- Born: 22 October 1952 Toft Monks, Norfolk
- Died: 24 July 2016 (aged 63)
- Allegiance: United Kingdom
- Branch: British Army
- Service years: 1972–2005
- Rank: Major General
- Unit: The Prince of Wales's Own Regiment of Yorkshire
- Commands: Director-General of Training Support 19th Mechanised Brigade The Prince of Wales's Own Regiment of Yorkshire
- Conflicts: The Troubles UNPROFOR UNAMSIL
- Awards: Commander of the Order of the British Empire Companion of the Distinguished Service Order
- Other work: Managing Director of Services Sound and Vision Corporation

= Alastair Duncan (British Army officer) =

Major General Alastair David Arton Duncan CBE DSO (22 October 1952 – 24 July 2016) was a British army officer. He is best known for his service as Commanding Officer of The Prince of Wales's Own Regiment of Yorkshire whilst in the Balkans, Chief of Staff of the United Nations Mission in Sierra Leone, and Director-General of Training Support.

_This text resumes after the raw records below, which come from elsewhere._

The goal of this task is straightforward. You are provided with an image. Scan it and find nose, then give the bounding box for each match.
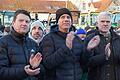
[35,28,40,33]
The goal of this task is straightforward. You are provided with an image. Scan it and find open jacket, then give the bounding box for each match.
[84,28,120,80]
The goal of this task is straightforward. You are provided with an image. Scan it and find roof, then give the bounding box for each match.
[0,0,79,13]
[88,1,101,9]
[89,0,112,12]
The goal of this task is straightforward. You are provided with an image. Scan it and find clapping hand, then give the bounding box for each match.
[66,31,75,49]
[105,43,111,60]
[24,65,40,76]
[29,52,42,69]
[87,35,100,50]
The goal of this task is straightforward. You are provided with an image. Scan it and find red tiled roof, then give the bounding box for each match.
[0,0,79,13]
[89,0,112,12]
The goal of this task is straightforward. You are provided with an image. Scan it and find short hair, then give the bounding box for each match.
[13,9,31,22]
[97,11,112,21]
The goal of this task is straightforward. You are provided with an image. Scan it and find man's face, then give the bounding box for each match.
[12,13,30,34]
[78,34,86,40]
[97,15,111,33]
[58,14,72,32]
[31,26,43,40]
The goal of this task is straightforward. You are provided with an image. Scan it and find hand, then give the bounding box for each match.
[66,31,75,49]
[24,65,40,76]
[29,52,42,69]
[105,43,111,60]
[87,35,100,50]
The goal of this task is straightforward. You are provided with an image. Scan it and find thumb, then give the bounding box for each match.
[24,65,30,70]
[30,54,34,61]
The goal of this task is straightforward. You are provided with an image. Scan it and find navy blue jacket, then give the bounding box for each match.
[0,27,45,80]
[41,25,85,80]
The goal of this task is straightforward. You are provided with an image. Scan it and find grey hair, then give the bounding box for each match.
[97,11,112,21]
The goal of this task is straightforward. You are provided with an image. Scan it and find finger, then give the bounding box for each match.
[105,43,111,52]
[34,54,42,61]
[29,54,34,63]
[35,54,40,59]
[105,43,110,50]
[36,53,42,58]
[30,54,34,60]
[67,32,74,38]
[35,52,42,58]
[25,65,30,69]
[37,52,42,56]
[67,35,74,41]
[34,68,41,75]
[36,57,42,62]
[38,57,42,62]
[28,68,40,72]
[69,31,75,35]
[33,68,40,72]
[34,70,40,75]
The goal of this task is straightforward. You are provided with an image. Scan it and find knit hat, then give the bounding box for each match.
[56,8,72,23]
[29,20,44,45]
[30,20,44,32]
[76,28,87,34]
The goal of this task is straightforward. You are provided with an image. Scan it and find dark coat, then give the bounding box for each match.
[85,29,120,80]
[0,28,45,80]
[41,25,85,80]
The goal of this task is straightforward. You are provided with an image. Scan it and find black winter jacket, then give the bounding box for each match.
[0,28,45,80]
[41,25,85,80]
[85,29,120,80]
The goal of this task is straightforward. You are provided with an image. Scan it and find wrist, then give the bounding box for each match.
[29,64,36,70]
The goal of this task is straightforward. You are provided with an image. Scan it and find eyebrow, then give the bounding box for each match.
[101,20,110,23]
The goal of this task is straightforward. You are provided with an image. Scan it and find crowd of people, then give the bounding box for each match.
[0,7,120,80]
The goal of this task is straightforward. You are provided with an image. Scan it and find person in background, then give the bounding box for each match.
[29,20,44,46]
[76,28,87,41]
[41,8,85,80]
[84,25,92,33]
[44,26,50,34]
[0,9,45,80]
[84,26,96,36]
[115,20,120,35]
[85,11,120,80]
[0,20,5,37]
[3,26,10,35]
[117,20,120,30]
[76,28,88,80]
[0,19,5,34]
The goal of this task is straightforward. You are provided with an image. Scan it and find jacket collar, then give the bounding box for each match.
[96,28,119,40]
[10,27,27,44]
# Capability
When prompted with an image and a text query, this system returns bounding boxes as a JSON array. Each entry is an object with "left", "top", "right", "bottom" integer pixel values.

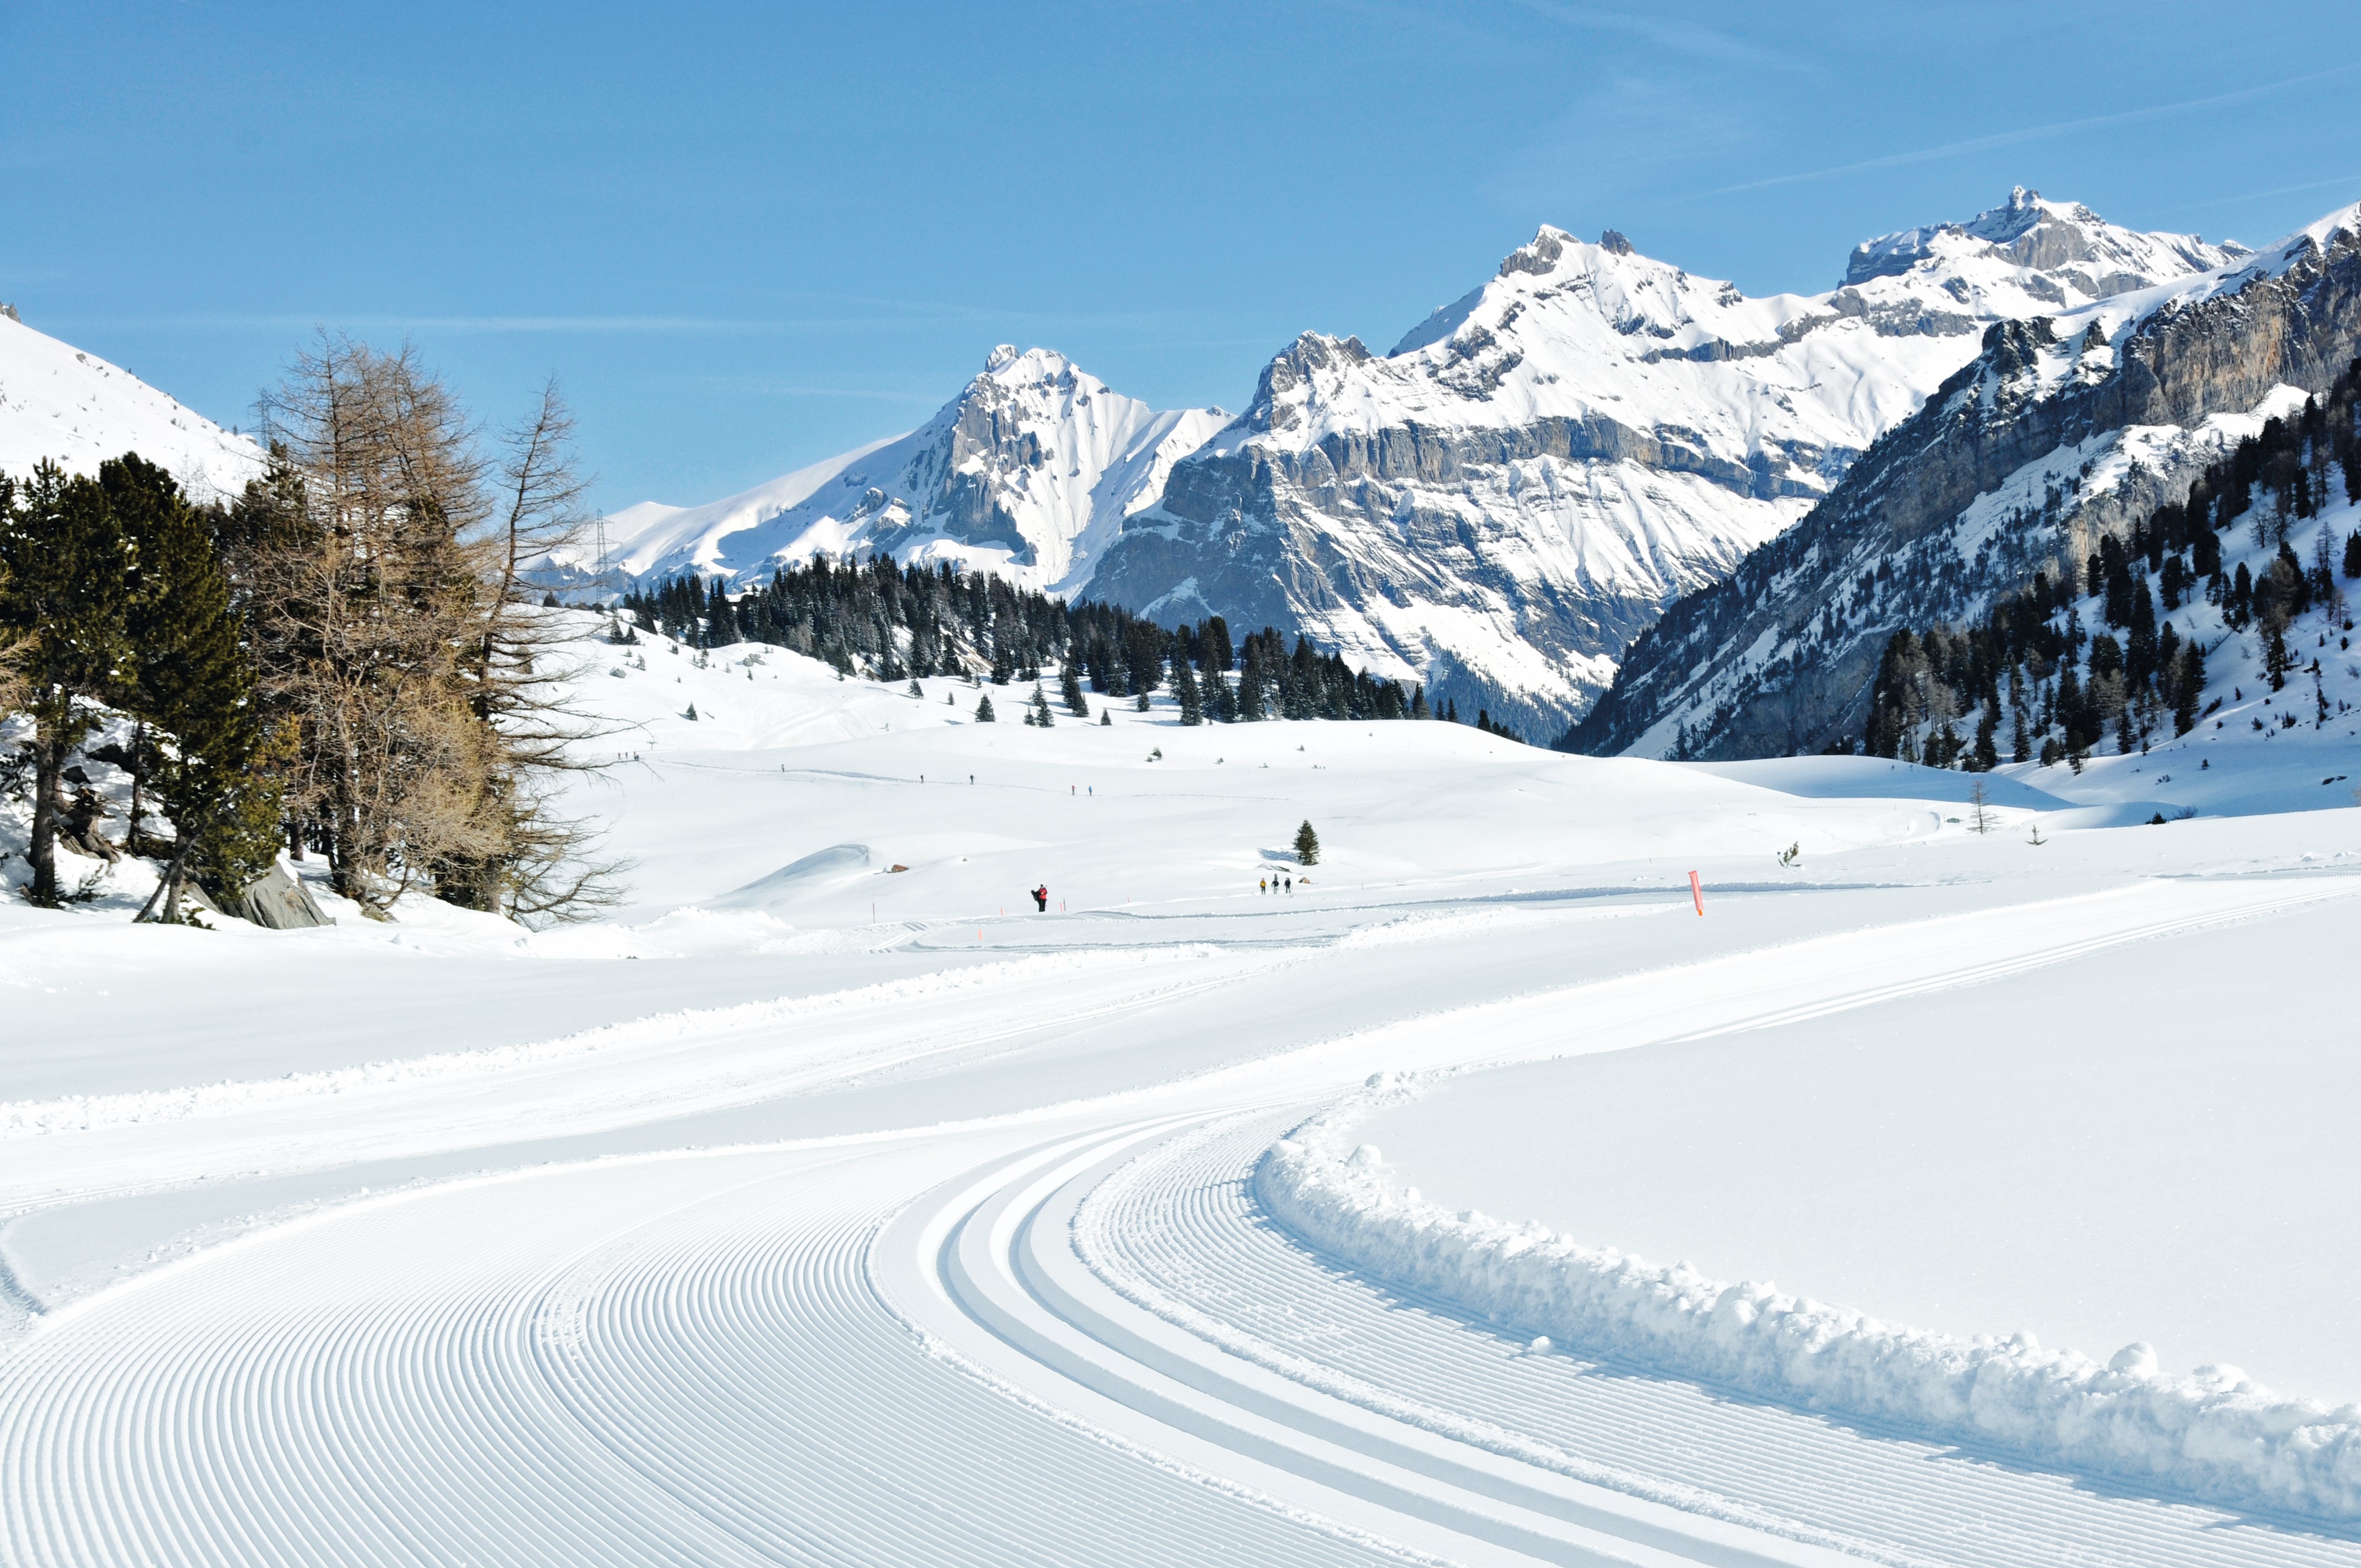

==Early life and education==
Duncan was born on 22 October 1952 in Toft Monks, Norfolk, England. From 1961 to 1970, he was educated at Gresham's School, a private boarding school in Holt, Norfolk.

==Military career==
On 10 March 1973, having attended Royal Military Academy Sandhurst, Duncan was commissioned into The Prince of Wales's Own Regiment of Yorkshire (PWO), British Army, as a second lieutenant with seniority from 8 March 1973. Duncan eventually rose to command the regiment in 1990 as a lieutenant-colonel, and would lead the PWO through two deployments. The first was to Northern Ireland in 1992 to fight in the Troubles, with Duncan appointed an Officer in the Order of the British Empire for his performance in command. The second was in 1993 to Bosnia as part of UNPFOR. It was here that Major-General Duncan was awarded the Distinguished Service Order for his leadership in action, with the Telegraph calling him "instrumental in the rescue of 200 Croats...". After the tour he was commissioned as a commander of the 19th Mechanised Brigade in Germany and Catterick, where he commanded 19th Mechanized Brigade and Catterick Garrison. He then took up a position in the Ministry of Defence as Director of Land Warfare.

In 2000 he was appointed Chief of Staff of the United Nations Mission in Sierra Leone (UNAMSIL). UNAMSIL would eventually result in the disarming of more than 75,000 fighters. It rebuilt the country's police force and paved the way to democratic elections. Though stepping down from this position in 2001 to take up his final role in the military as Director-General of Training Support, the United Nations mission was completed in 2005, and Duncan was invested as a Commander of the Order of the British Empire for his efforts. In 2005, Major-General Duncan retired from the army after 33 years of service.

==Later life==
From 2005 to 2009, he was Managing Director of Services Sound and Vision Corporation, a British charity that runs entertainment services for the British Armed Forces including the British Forces Broadcasting Service and the Combined Services Entertainment.

In 2013, Duncan was "sectioned under the Mental Health Act and confined in a secure mental facility". He died on 24 July 2016, aged 63, having suffered a perforated ulcer.

==Personal life==
Duncan was married three times and had three children. His first wife was Anita Keily, and together they had two sons; Thomas and Edward. They divorced in 1993. In 1995, he married Avril Walker, and together they had a daughter, Arabella. They divorced in 2008. In September 2013, he married for a third time to Ellen Le Brun, and she survives him.

===Health===
In 1993, during his posting to Bosnia, Duncan suffered a brain injury when the Warrior tracked armoured vehicle he was travelling in was damaged by a roadside bomb. He subsequently developed post-traumatic stress disorder (PTSD) in relation to the incident.